By Alan Dymock
THE BIGGEST mistake Manu Tuilagi has made this week – yes, we have to specify ‘this week’ because, well, he does have some previous – is that he has made himself a political stick with which to beat David Cameron.
To make things clear, Tuilagi should not be banned as some are suggesting. You are allowed to mock a member of parliament. Indeed, in our society it is actively encouraged. Propping bunny ears up behind the nation’s leader is ill-advised and certainly childish, but was it a paint bucket or a comedy custard pie?
OK, so it was not searing satire or a move motivated by political impulses; he thought he was being impish; one of the lads. However, now he will be a bat with which the Opposition can flog the incumbent government. No support from our athletic heroes, no respect, yada yada yada.

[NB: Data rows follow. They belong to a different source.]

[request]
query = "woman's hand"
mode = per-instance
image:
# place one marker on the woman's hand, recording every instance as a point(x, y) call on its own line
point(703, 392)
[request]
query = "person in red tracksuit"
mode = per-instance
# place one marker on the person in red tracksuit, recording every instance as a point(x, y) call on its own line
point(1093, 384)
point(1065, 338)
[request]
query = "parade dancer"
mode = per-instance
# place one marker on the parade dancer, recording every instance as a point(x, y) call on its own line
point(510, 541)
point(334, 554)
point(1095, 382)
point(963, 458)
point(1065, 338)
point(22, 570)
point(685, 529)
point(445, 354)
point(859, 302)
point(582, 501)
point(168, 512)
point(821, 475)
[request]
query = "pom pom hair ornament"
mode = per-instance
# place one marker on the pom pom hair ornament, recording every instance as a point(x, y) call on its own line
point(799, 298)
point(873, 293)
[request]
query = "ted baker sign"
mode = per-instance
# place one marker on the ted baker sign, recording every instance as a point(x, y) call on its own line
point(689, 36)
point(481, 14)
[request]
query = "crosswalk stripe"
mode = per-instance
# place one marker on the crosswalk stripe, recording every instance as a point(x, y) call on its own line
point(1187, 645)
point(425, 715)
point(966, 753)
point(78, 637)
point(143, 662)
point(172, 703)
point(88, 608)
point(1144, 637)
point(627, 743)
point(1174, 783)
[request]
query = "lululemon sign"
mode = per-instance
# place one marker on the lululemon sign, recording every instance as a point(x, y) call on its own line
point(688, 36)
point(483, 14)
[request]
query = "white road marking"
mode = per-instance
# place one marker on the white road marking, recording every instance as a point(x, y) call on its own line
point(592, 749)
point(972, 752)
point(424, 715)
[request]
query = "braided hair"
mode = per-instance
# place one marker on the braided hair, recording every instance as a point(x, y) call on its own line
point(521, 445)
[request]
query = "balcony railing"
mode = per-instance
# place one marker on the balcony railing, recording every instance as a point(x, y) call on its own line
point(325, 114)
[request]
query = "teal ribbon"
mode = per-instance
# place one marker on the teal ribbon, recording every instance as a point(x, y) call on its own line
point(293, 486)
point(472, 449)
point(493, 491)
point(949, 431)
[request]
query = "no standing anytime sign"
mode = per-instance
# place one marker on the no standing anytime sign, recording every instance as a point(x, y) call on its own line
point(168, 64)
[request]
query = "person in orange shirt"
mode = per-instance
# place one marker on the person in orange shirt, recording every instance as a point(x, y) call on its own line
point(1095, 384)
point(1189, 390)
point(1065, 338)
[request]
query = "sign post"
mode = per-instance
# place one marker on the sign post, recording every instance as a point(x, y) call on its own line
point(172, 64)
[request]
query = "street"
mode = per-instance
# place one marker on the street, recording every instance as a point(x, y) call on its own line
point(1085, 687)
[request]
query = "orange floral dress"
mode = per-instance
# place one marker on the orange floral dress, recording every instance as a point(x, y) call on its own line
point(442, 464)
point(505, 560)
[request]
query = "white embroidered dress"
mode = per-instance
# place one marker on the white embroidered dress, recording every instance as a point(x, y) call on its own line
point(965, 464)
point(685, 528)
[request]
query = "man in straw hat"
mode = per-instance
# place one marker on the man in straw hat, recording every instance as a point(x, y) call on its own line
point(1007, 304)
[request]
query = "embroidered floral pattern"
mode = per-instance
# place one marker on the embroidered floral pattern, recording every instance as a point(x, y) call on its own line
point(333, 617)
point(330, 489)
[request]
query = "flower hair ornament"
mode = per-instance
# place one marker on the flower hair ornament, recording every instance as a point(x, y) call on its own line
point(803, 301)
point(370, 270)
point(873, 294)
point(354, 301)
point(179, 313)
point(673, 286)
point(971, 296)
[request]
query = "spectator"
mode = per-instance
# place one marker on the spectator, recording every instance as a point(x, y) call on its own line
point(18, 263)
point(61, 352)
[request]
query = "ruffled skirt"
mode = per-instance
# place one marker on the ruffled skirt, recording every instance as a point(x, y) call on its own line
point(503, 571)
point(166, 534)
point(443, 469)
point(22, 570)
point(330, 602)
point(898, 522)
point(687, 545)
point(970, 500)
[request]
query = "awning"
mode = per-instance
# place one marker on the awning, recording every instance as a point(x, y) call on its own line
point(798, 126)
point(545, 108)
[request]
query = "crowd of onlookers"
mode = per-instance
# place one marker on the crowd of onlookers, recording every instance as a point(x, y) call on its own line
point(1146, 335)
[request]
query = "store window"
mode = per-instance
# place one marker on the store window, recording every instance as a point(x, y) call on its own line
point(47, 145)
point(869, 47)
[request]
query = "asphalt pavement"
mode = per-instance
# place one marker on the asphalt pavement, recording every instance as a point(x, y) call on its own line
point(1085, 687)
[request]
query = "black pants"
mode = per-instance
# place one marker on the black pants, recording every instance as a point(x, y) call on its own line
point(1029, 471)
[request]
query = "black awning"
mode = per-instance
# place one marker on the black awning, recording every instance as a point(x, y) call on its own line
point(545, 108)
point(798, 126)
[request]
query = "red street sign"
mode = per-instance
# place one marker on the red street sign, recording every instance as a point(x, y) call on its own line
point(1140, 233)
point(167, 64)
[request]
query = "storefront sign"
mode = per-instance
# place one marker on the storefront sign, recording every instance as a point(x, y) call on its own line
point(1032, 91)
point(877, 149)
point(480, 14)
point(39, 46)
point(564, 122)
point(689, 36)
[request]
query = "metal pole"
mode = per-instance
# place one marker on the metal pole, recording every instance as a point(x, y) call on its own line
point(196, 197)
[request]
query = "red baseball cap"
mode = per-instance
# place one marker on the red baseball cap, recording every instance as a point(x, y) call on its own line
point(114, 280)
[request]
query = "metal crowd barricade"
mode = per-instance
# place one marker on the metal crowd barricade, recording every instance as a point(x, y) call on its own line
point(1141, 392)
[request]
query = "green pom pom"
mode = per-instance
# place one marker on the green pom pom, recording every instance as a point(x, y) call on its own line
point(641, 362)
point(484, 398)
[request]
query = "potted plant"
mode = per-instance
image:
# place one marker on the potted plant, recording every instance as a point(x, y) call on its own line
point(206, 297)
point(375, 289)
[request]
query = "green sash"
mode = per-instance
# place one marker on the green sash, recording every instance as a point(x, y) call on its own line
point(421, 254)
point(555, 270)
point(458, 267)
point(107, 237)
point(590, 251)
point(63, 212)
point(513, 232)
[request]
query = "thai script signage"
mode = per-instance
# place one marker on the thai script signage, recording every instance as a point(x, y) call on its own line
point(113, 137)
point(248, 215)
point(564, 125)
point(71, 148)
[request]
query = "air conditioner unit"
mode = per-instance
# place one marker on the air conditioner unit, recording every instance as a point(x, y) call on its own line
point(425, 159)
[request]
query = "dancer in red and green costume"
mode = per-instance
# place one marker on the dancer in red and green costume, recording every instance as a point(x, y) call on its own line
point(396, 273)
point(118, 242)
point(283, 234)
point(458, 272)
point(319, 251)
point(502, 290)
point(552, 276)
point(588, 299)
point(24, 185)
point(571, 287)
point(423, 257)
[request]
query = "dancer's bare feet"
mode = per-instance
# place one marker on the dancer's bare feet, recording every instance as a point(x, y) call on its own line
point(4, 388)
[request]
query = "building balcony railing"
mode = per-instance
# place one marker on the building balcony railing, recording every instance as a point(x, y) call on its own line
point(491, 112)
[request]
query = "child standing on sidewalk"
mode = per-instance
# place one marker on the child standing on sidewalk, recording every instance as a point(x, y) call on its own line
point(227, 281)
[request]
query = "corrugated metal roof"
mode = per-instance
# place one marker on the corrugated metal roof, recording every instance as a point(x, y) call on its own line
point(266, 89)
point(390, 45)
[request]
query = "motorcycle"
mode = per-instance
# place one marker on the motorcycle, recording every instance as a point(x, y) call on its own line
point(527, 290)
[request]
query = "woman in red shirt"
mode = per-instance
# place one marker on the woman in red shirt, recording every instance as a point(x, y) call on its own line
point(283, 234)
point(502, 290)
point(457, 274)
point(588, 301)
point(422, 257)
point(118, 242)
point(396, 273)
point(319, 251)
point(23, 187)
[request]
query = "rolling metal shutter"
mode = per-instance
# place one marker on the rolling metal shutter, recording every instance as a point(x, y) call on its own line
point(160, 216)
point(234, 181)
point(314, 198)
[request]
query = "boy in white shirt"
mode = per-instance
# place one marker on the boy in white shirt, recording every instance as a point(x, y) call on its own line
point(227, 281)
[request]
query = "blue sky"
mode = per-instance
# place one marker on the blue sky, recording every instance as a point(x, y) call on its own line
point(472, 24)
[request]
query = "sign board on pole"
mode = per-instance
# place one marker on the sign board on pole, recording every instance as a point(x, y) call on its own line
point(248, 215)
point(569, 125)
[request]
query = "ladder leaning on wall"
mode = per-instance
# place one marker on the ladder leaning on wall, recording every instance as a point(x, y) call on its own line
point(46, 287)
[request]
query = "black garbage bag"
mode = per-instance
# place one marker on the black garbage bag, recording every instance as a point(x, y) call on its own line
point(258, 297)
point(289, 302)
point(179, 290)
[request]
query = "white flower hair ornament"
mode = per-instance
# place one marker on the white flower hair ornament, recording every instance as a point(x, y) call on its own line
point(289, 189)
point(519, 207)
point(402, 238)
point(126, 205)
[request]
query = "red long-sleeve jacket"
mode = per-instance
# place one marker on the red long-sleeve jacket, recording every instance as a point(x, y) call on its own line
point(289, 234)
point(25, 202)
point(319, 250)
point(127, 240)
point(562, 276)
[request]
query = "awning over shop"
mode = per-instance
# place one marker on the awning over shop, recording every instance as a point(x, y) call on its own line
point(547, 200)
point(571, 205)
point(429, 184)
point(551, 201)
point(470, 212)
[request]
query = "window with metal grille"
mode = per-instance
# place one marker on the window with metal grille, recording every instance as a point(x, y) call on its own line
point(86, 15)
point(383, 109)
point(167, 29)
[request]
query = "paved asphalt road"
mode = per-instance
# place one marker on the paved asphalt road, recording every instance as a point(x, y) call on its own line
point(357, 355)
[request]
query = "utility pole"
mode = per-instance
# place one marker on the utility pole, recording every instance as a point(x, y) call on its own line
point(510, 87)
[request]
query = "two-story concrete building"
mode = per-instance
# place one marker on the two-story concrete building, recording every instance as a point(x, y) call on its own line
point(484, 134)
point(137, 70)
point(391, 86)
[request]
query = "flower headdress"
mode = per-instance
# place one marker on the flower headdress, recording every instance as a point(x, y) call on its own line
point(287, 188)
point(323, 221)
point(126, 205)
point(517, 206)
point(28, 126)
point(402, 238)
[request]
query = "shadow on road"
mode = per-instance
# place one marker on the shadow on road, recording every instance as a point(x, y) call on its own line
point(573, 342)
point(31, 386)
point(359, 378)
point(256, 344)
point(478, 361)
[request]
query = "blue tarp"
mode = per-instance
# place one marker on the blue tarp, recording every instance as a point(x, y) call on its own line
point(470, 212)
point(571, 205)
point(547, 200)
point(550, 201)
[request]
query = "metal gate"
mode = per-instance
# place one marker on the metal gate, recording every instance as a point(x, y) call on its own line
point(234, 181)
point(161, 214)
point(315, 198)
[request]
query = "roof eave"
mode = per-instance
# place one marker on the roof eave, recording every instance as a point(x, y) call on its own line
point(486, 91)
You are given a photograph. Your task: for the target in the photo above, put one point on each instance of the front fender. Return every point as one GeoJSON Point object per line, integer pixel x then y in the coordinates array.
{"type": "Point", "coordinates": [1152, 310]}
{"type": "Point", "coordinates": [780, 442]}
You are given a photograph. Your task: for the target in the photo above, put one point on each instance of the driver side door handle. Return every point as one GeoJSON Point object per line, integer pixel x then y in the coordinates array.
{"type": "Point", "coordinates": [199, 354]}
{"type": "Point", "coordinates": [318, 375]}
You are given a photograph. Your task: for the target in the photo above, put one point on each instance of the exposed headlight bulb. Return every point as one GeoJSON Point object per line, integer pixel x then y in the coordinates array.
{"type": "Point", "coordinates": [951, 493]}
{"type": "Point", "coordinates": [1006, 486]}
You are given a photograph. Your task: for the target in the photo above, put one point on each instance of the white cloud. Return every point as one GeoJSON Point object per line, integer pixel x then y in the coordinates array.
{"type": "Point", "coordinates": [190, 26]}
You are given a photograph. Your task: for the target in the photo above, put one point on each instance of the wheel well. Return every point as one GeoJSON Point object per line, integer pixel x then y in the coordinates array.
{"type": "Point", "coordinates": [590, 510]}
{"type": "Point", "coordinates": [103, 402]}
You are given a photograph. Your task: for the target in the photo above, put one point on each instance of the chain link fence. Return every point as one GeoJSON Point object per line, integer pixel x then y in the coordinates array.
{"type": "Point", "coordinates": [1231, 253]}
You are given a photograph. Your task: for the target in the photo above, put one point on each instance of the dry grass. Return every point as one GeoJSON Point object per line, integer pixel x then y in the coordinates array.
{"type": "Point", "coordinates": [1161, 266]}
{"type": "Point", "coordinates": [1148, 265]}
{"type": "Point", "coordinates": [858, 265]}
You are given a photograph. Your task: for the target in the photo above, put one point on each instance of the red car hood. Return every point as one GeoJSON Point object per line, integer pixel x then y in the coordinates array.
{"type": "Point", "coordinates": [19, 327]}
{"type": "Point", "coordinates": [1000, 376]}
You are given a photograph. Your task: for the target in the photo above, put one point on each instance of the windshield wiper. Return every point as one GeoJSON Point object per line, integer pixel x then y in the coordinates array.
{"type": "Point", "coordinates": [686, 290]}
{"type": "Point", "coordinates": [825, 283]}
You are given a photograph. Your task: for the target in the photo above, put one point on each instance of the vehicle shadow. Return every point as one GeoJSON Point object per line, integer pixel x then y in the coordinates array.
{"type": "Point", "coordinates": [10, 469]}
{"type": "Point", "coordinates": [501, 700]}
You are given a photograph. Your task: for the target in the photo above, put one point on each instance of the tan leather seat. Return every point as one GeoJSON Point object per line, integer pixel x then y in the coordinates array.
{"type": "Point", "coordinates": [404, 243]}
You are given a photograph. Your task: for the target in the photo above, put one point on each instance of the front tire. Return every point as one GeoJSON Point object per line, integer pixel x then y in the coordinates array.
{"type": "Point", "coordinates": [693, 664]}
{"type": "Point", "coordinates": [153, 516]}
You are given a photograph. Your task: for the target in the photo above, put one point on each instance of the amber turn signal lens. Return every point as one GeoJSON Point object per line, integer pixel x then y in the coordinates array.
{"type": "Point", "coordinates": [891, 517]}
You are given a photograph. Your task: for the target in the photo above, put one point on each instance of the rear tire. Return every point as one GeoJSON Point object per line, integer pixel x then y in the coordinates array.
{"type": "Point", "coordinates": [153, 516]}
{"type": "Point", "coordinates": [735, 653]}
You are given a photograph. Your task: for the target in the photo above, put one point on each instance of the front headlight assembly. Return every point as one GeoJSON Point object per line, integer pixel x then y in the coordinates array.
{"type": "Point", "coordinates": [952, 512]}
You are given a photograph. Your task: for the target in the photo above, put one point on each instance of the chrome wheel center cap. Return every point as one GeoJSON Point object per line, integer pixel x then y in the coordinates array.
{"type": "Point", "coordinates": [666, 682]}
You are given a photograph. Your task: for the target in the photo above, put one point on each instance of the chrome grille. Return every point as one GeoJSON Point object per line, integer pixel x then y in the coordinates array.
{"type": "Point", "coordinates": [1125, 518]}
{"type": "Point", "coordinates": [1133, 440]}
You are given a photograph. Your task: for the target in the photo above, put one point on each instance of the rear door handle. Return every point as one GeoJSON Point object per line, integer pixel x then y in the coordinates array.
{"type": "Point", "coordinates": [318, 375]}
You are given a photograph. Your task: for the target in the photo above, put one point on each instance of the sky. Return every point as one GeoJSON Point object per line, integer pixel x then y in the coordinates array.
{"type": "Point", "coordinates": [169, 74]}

Some will argue that this sets a bad example. Taking the mick out of political leaders before an official photo call is neither illegal nor morally objectionable and while his lapses in discipline during games should be punished, taking away part of his livelihood for a set of bunny ears seems silly.
It’s silly all round. The guy has given himself a lot of grief and while his actions were downright idiotic, making a bigger deal of things makes it all worst.
Of course, silly was the theme of the day yesterday. While the British and Irish Lions where eying paperweights in the PM’s office, Saracens were making mischief of their own by offering fans of Bath full refunds if they attend the match between the two at the weekend and former Saracen and current Bath playmaker Gavin Henson scores a single point.
Churlish? Sure. Funny? A little. Bringing issues of gambling to the forefront of sport, again? Perhaps at an extreme push. Certainly mind games come in here and Saracens obviously feel they can cover the windfall, but the punter will not be out of pocket. Japes all round, hey?
The thing is that poor old Gav just cannot get on with his job. For once he hasn’t thrust himself into the centre of the storm and really if he puts his head down, gets on with his work and scores some points without making a big deal about it we must all take a chance to admit he has done well.
Henson is everyone’s favourite whipping boy, but maybe what he and Tuilagi do on the pitch should be the most important thing for the foreseeable future.